Secretary Haaland Wraps Three-Day Visit to Utah

Last edited 04/09/2021

Date: Friday, April 9, 2021 

U.S. Secretary of the Interior Deb Haaland today wrapped several days of field visits and meetings in Utah with elected officials, Tribal leaders, and stakeholders invested in the stewardship of the Bears Ears and Grand Staircase-Escalante National Monuments. The Secretary was in the state as part of the Biden administration’s review of the monuments’ boundaries and management conditions.

“This has been a special trip, and I deeply appreciate the many people who took time to share their wisdom, perspectives, and prayers with me,” said Secretary Haaland. “How we manage public lands and national monuments is important – not just to the Tribes and ranchers and elected leaders and others who I met with this week, but to the many generations to come. I look forward to sharing what I heard and saw with President Biden so he has the benefit of these perspectives as we chart a path forward on the stewardship of these incredible culturally rich places.”

During her visit, Secretary Haaland received a briefing on the national monuments from Bureau of Land Management and Forest Service employees. She visited the Bears Ears Education Center in Bluff, a place run by Friends of Cedar Mesa where visitors can learn about the national monument and how to respectfully visit the important natural and cultural landscapes. She also toured the Edge of the Cedars State Park Museum, where she saw cultural artifacts and Ancestral Puebloan (Anasazi) pottery. She also met with paleontologist Dr. Alan Titus, who showed her fossils from the Grand Staircase-Escalante National Monument.

Over the course of the three days, Secretary Haaland met with Tribal leaders from the five Tribes in the Bears Ears Inter-Tribal Coalition, and other Indigenous-led organizations. She met with Utah Gov. Spencer Cox, Lt. Gov. Deidre Henderson, Sens. Mike Lee and Mitt Romney, and Reps. John Curtis, Blake Moore, Burgess Owens, and Chris Stewart. She also held a series of listening sessions in both Kane and San Juan Counties that included state, county and city leaders, local ranchers, conservation organizations, local business owners, mining companies, outdoor recreation permit holders, paleontologists, and archaeologists.
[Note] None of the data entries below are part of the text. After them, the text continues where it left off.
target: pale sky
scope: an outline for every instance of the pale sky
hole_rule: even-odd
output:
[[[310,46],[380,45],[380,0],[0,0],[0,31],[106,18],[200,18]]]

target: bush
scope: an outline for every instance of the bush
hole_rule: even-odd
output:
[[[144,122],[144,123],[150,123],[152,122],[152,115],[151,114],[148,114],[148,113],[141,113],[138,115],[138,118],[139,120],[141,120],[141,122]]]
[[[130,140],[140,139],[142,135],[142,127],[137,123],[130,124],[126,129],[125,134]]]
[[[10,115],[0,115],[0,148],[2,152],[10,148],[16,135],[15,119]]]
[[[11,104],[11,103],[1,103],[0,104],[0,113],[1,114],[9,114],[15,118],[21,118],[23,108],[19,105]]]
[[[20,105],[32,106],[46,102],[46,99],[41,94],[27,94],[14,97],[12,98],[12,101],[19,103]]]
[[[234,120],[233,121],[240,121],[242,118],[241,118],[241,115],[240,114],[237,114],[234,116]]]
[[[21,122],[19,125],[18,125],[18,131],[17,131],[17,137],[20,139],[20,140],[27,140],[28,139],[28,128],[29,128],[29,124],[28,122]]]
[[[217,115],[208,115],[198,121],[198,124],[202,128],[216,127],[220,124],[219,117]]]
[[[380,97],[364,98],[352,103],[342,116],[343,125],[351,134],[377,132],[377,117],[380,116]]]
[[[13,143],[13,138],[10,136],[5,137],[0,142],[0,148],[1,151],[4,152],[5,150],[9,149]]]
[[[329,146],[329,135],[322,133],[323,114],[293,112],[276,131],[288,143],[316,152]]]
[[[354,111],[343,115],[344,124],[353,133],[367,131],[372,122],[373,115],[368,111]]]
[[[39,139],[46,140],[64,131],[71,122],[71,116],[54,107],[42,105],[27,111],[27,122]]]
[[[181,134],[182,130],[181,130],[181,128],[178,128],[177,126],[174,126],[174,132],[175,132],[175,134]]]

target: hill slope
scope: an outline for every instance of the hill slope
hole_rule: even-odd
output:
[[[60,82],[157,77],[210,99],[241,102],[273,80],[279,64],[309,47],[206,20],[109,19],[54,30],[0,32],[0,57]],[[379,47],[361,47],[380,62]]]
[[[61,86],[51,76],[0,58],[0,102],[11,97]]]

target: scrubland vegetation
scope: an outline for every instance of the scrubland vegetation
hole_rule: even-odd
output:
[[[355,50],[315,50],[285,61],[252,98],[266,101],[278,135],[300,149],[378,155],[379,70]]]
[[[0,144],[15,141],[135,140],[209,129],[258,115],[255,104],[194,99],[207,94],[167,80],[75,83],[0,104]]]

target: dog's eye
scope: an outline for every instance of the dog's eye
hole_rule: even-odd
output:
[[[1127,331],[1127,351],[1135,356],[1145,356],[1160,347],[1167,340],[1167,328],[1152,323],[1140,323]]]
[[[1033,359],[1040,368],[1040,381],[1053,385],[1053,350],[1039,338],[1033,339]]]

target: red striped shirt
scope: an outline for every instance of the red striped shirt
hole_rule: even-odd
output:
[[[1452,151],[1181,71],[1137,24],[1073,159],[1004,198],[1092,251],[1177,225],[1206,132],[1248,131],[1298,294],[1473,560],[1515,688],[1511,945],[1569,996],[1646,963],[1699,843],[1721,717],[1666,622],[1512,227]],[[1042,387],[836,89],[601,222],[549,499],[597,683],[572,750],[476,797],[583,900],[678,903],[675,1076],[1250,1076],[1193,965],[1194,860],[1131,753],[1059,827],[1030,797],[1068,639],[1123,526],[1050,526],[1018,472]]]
On Thursday morning, Secretary Haaland was joined by Hopi Tribe Vice Chairman Clark Tenakhongva, Ute Mountain Ute Tribe White Mesa Representative Malcom Lehi, Pueblo of Zuni Lt. Governor Carleton Bowekay, Gov. Cox, Lt. Gov. Henderson, Sen. Mitt Romney, and Rep. Blake Moore in the Bears Ears region. During their hikes, they saw cliff dwellings, pictographs, and other sacred sites that are located inside and outside of the national monument boundaries determined by President Trump.

“I am humbled by the hospitality that was shown to me this week. In particular, the hardworking career professionals at the Bureau of Land Management and Forest Service went above and beyond, especially given the pandemic-related restrictions of our visit. I am grateful to know they are here to manage these lands,” added Secretary Haaland.

Prior to the Utah visit, administration officials from the Departments of the Interior, Commerce, and Agriculture held Tribal consultations and met with Utah leaders, including Utah Governor Cox; members of the Utah congressional delegation; representatives from Kane, Garfield, San Juan, and Grand Counties of Utah; members of the Bears Ears Inter-Tribal Coalition; non-profit organizations; and small business owners.